Author : John Kenneth Hyde
Publisher : Manchester University Press
ISBN 13 :
Total Pages : 380 pages
Book Rating : 4./5 ( download)
Book Synopsis Padua in the Age of Dante by : John Kenneth Hyde
Download or read book Padua in the Age of Dante written by John Kenneth Hyde and published by Manchester University Press. This book was released on 1966 with total page 380 pages. Available in PDF, EPUB and Kindle. Book excerpt: "In the first decade of the fourteenth century , the city of Padua was at the zenith of its medieval prosperity. With a population approximately equal to that of contemporary London , Padua was the seat of a university and the centre of an important state which dominated the Venetian hinterland for over fifty years.
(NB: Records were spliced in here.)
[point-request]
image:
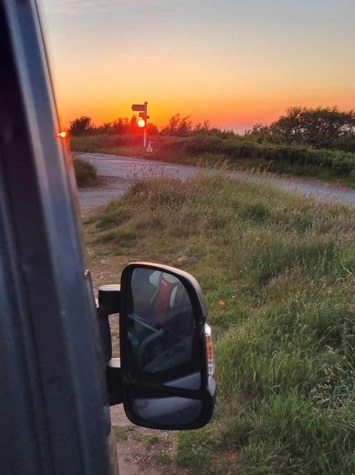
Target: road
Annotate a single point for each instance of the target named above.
(119, 171)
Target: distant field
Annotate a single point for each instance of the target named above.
(278, 274)
(236, 153)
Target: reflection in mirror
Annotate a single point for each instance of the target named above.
(161, 323)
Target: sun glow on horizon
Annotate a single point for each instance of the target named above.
(232, 63)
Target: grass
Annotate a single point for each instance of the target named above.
(330, 165)
(278, 274)
(85, 173)
(163, 457)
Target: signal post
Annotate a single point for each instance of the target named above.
(143, 114)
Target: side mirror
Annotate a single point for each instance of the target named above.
(166, 349)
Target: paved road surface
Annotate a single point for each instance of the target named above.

Unlike the majority of the Italian cities of the period, Padua had a relatively stable contstitution which was republican both in theory and in fact. Since the franchise extended to at least one in ten of the adult male population of the city, politics played a large part in the career of many of the citizens. It is no accident that Marsiglio, the most revolutionary political thinker of the Middle Ages, was a Paduan, or that Padua was one of the earliest centres of a civic humanism.It is the aim of this book to analyse the Padua governing class in relation to its economic foundations and its social structure, and then to trace the political development of the commune culminating in the prolonged crisis of 1310 to 1328, which ended with the definitive establisment of the signoria of the Carrara family. Although primarily concerned with only one city, this study has wider implications, as the Paduan crisis with its choice between responsible and personal government, was far from unique. No less than the great cities of Florence or Venice, secondary centres like Padua were the component cells which made up the distinctive Italian culture of the later Middle Ages, in whose prevailing ethos the origins of the Renaissance must be sought"--Provided by publisher.